La mantellina per l’autunno

Della serie #maipiusenza ecco a voi la mantellina per l’autunno!

Si tratta di un acquisto di quelli di cui vado molto orgogliosa perché rispecchiano tutte le qualità che deve avere un capo del mio guardaroba quotidiano (le follie le metto nella parte extra 😉 e non hanno molte limitazioni 😛 ):

  • qualità dei materiali
  • versatilità
  • prezzo contenuto

Lo so che ormai vi uscirà dalle orecchie, ma anche questo è un capo Martino Midali, preso però in outlet, quindi sullo shop online non lo troverete.

Possiamo fare una petizione e dire al signor Martino di rimetterlo in collezione (e magari di sostenere Trashic, visto che gli facciamo tanta pubblicità 😛 ) oppure possiamo trovare alternative, noi donne che non si perdono d’animo.

La mia socia infatti mi aveva appunto chiesto di trovargliene una e quindi eccomi qui, col post ad hoc.

Devo essere sincera, sociafelice, non ce ne sono molte in giro.

Ho trovato una stupenda proposta Missoni, ma credo sia fuori budget (per me lo è). Si tratta di colori perfetti per l’autunno e per essere indossati su qualsiasi colore di cappotto. Sarebbe un bell’investimento, ma se abbiamo altre priorità shopparecce, credo che Missoni dovrà attendere.

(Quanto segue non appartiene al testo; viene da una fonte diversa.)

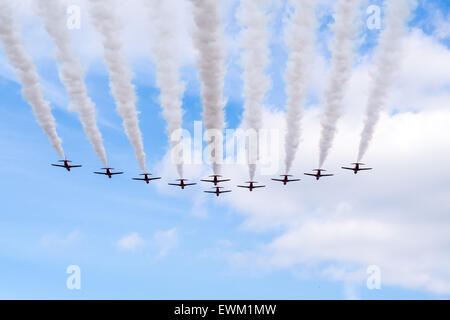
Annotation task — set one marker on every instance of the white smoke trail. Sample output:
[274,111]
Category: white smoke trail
[386,63]
[344,31]
[166,49]
[300,42]
[104,19]
[27,74]
[255,58]
[208,40]
[70,72]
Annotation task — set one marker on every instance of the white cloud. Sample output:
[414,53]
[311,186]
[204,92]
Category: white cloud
[130,242]
[395,217]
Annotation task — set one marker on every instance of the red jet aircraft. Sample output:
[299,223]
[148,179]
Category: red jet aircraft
[285,180]
[66,165]
[217,192]
[146,178]
[251,185]
[319,174]
[215,179]
[357,167]
[108,172]
[182,184]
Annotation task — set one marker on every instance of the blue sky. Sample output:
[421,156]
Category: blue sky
[194,247]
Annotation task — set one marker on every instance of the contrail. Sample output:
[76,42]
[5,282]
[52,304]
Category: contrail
[340,72]
[255,58]
[166,49]
[300,42]
[27,74]
[70,71]
[208,40]
[386,63]
[104,19]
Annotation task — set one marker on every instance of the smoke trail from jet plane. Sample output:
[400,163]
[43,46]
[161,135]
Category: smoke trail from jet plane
[341,63]
[387,58]
[70,71]
[208,40]
[104,19]
[27,74]
[255,58]
[166,50]
[300,42]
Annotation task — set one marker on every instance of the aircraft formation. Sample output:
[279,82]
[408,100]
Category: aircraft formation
[216,179]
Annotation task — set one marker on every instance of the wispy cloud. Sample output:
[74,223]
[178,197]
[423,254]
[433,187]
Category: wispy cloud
[131,242]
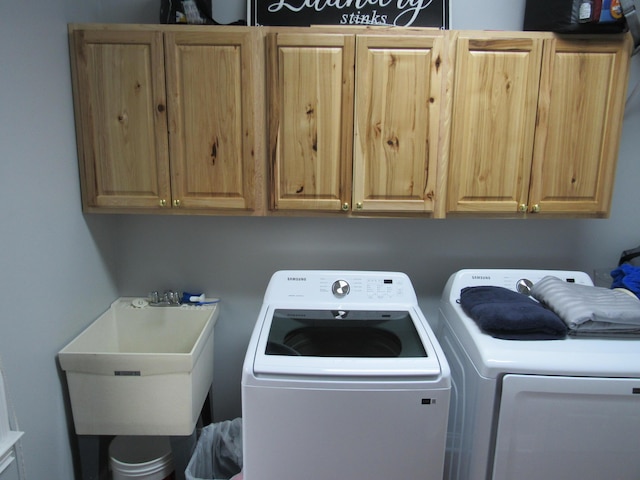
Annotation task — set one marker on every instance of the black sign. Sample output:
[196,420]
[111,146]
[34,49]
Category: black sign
[400,13]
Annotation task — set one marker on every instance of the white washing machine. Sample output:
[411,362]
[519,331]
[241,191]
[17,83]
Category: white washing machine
[343,378]
[552,409]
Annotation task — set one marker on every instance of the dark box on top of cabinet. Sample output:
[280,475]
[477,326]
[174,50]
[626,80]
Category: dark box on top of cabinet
[574,16]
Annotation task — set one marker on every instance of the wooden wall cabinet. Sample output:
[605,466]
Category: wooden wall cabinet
[358,143]
[356,121]
[536,122]
[165,118]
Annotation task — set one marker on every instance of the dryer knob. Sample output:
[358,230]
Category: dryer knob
[340,288]
[524,286]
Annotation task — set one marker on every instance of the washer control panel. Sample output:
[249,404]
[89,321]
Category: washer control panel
[343,286]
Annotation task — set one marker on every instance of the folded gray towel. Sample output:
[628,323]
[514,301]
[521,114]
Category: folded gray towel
[589,310]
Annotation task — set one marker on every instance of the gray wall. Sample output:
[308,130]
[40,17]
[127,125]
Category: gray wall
[59,269]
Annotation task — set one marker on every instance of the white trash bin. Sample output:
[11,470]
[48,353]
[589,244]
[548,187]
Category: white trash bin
[141,458]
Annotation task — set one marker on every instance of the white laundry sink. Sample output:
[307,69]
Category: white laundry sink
[141,371]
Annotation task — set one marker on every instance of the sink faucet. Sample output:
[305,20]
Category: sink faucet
[169,298]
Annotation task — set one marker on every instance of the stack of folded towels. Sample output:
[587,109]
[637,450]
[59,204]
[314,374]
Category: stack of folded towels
[509,315]
[588,310]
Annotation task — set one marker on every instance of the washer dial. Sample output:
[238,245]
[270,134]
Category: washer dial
[340,288]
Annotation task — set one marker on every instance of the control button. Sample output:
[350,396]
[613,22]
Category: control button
[340,288]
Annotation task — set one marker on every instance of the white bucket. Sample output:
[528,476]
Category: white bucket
[142,458]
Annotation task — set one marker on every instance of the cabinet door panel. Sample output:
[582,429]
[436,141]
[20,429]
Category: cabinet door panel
[580,119]
[210,118]
[311,120]
[122,125]
[396,135]
[494,115]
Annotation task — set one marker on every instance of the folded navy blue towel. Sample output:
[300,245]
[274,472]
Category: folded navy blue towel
[503,313]
[627,276]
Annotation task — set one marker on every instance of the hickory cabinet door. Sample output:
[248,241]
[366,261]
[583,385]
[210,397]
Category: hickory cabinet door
[397,104]
[121,118]
[310,120]
[580,111]
[493,121]
[211,115]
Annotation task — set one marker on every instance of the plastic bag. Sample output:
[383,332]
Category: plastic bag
[218,453]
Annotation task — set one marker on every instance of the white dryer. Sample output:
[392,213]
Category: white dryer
[343,378]
[552,409]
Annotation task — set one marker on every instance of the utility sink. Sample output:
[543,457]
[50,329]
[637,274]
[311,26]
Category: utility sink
[141,370]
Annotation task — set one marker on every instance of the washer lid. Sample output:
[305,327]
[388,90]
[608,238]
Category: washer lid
[344,342]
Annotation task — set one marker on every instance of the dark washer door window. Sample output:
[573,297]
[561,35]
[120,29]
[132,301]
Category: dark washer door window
[344,333]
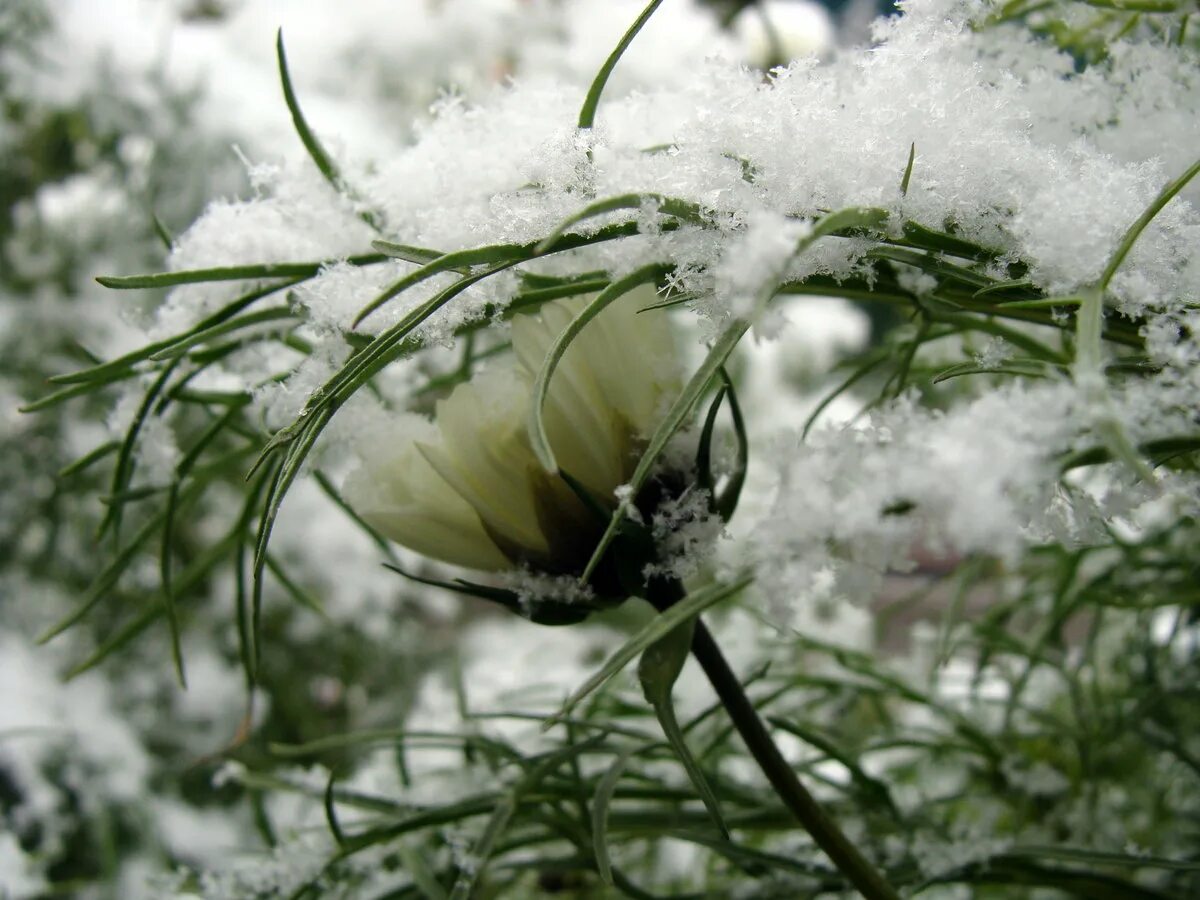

Zara propone un poncho discutibile. Ma io non sono fan delle frange.

Anche su Etsy si possono trovare idee carine, in versione cappa più strutturata, poncho o maxi sciarpa da avvolgersi addosso.

Ma la soluzione più carina l’ho trovata da Muji, con un buon compromesso qualità/prezzo.

E ci sono tanti colori tra cui scegliere.

In realtà sull’idea della mantellina, in passato ho ripiegato su una soluzione molto casual, nel senso prorpio di casuale 😀 ossia utilizzare una copertina.

Non ricordo se l’anno scorso o due anni fa trovai una copertina in saldo da Oysho talmente economica da farmi sorvolare sul misto infiammabile e farmi cedere soprattutto per i suoi colori: il classico scozzese blu e verde. Al momento la copertina che ho tanto usato su blazer in autunno e anche su cappotti in inverno (e come vestaglia in casa) e che avevo addirittura portato con cinte e spille, giace ridotta in frammenti nel mobile delle pulizie: finita erroneamente in lavatrice ora presta il suo onorato servigio per lo spolvero.

L’idea nacque da una foto della collezione autunno/inverno 2011/12 di Chloè.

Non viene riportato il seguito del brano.